Notons que Kingsbridge et Shiring n’existent pas (les autres villes mentionnées dans le livre existaient bel et bien). Mais cette image de fin est un vibrant hommage aux bâtisseurs de cathédrale et à tous les gens de ce temps. Ils n’avaient rien de nos moyens contemporains et ont construit des monuments fabuleux, qui résistent aux siècles. Ces bâtiments rendent aussi comme un hommage à ces personnes qui sont passées plusieurs siècles avant nous. Bref moi, cette dernière image, elle me fait pleurer à chaque fois! Je suis très sensible, certes…
Cependant, j’ai regardé la série avec plaisir, car le roman me fascine complètement!
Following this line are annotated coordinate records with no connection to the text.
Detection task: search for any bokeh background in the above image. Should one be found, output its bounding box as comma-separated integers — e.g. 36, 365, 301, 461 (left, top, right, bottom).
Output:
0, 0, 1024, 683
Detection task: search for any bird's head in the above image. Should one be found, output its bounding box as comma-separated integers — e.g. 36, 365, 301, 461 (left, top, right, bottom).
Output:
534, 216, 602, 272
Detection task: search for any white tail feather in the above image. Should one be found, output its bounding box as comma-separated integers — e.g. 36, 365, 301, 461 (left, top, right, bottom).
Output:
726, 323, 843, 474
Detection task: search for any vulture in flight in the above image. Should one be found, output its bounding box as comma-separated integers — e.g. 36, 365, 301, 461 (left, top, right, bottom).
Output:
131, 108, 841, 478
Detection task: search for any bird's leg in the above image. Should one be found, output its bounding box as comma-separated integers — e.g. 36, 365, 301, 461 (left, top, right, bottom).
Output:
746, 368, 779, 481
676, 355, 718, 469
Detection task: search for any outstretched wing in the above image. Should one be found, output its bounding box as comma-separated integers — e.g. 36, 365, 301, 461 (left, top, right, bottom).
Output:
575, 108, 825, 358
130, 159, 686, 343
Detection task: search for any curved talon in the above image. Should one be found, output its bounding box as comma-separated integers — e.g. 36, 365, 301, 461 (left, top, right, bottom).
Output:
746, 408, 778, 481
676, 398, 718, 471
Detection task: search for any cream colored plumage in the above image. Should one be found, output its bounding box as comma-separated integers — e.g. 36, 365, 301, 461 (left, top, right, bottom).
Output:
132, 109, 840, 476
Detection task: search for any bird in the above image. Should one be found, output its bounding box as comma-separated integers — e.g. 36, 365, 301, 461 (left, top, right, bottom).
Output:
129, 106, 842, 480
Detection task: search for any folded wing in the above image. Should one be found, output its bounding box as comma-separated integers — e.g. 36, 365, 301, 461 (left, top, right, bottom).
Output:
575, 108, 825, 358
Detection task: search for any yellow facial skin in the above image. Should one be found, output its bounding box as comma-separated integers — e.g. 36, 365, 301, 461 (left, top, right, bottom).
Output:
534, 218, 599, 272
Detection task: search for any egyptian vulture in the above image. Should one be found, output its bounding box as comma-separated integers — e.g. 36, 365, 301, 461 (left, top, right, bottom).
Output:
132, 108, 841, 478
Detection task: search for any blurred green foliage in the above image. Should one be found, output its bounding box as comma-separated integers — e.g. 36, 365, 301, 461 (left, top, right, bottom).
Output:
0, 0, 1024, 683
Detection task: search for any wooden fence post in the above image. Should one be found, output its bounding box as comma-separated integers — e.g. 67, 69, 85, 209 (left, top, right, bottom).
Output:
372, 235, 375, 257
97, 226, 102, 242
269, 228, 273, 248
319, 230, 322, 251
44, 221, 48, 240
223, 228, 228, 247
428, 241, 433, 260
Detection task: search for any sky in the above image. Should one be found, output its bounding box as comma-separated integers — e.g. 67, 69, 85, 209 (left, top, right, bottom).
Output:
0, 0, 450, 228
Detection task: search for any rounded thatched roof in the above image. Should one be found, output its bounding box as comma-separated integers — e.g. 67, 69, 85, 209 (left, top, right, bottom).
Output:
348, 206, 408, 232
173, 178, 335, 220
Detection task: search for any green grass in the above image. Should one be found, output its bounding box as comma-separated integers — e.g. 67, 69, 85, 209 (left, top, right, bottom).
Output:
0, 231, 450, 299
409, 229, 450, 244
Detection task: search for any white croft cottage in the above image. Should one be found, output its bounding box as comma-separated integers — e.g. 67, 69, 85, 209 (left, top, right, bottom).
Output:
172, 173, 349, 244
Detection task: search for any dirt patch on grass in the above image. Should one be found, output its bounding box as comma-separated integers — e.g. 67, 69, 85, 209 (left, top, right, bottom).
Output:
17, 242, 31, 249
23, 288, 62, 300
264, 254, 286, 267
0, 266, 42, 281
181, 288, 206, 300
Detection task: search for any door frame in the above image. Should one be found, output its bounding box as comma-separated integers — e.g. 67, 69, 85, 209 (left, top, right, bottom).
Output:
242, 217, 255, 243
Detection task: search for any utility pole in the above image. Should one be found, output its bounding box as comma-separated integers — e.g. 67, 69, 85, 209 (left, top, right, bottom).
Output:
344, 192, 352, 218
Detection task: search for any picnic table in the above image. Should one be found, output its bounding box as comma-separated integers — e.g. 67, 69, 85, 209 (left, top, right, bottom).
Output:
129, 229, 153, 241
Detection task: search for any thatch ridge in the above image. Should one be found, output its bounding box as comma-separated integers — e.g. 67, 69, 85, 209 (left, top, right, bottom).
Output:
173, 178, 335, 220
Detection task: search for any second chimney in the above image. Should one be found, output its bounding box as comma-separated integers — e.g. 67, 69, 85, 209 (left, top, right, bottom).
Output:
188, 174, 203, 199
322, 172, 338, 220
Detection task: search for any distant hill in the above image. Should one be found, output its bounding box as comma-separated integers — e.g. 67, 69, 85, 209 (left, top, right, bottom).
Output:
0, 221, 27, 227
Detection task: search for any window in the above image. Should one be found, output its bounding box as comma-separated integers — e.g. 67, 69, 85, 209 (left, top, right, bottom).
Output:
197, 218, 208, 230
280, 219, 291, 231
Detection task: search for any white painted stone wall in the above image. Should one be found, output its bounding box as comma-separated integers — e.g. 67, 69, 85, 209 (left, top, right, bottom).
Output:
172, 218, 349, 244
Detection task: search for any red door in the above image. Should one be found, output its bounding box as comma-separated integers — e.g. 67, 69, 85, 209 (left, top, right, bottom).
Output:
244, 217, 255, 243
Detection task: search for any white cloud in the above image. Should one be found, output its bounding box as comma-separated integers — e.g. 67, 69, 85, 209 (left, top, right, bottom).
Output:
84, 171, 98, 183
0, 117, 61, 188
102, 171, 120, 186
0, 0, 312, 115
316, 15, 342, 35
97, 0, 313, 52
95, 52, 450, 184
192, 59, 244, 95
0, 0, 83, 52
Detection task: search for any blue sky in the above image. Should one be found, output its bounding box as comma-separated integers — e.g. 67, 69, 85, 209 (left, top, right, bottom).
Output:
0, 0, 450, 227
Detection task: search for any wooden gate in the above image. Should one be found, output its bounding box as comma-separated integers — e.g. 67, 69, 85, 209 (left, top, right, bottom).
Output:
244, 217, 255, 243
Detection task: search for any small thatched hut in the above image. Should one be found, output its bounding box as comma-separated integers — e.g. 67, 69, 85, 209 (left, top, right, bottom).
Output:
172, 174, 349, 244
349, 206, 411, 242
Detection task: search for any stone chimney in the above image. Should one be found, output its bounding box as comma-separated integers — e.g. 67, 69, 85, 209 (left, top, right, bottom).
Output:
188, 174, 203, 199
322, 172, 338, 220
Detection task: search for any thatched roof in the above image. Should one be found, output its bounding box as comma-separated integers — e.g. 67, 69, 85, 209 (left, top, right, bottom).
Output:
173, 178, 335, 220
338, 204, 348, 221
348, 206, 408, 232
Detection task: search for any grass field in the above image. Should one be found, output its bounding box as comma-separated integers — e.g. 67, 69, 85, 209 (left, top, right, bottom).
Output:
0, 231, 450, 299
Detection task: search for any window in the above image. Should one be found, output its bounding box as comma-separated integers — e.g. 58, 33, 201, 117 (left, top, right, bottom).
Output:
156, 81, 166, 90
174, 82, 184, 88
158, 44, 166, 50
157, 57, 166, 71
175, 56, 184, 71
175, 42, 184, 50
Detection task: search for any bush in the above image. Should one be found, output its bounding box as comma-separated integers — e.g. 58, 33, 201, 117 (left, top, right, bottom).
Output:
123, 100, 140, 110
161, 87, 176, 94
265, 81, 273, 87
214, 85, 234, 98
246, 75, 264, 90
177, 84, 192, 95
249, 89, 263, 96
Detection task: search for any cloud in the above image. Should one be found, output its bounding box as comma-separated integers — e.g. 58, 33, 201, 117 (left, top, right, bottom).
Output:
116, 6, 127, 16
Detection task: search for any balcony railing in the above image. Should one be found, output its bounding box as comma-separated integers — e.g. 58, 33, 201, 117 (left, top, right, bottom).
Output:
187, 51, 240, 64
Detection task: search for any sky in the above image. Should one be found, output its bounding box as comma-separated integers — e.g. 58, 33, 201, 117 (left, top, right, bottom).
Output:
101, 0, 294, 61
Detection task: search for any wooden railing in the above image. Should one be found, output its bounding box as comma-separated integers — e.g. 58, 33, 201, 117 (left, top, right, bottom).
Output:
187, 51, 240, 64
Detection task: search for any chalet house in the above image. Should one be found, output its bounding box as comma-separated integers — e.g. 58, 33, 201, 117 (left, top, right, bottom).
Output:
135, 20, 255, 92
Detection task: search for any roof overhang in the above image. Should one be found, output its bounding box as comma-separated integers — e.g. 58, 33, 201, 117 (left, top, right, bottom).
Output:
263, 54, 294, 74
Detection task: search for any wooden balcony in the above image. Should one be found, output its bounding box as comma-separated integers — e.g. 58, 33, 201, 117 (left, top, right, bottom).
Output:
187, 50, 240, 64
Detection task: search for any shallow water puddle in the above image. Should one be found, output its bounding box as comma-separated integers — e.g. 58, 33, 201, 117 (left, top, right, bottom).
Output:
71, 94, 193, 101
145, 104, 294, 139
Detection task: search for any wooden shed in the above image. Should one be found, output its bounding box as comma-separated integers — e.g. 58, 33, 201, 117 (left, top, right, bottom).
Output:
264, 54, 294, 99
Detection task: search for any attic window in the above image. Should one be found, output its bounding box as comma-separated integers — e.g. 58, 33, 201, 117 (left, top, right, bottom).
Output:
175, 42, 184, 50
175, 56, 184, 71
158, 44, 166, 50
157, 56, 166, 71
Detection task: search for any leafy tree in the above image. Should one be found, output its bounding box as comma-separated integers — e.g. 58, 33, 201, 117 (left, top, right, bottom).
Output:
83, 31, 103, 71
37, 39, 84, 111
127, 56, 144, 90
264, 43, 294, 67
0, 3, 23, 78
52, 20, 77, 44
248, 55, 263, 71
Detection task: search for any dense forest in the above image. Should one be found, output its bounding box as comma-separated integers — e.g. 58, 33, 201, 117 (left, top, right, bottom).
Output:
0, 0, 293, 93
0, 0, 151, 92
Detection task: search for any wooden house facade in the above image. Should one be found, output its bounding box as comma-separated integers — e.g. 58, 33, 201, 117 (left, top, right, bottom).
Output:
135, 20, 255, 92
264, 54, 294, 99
Quelques images pour la route:

Philipp, Tom et son fils Alfred. Une image qui m’émeut aussi: la foi réside aussi dans les talents du bâtisseur. Pour la première pierre, il a cette drôle de tige pour faire un alignement avec le soleil couchant.

Tom et Ellen, un couple mythique de la littérature pour moi!

Jack a un talent inné de sculpteur. Je suis admiratrice aussi de tous ces tailleurs de pierre qui ont su donner la vie à des morceaux de pierre.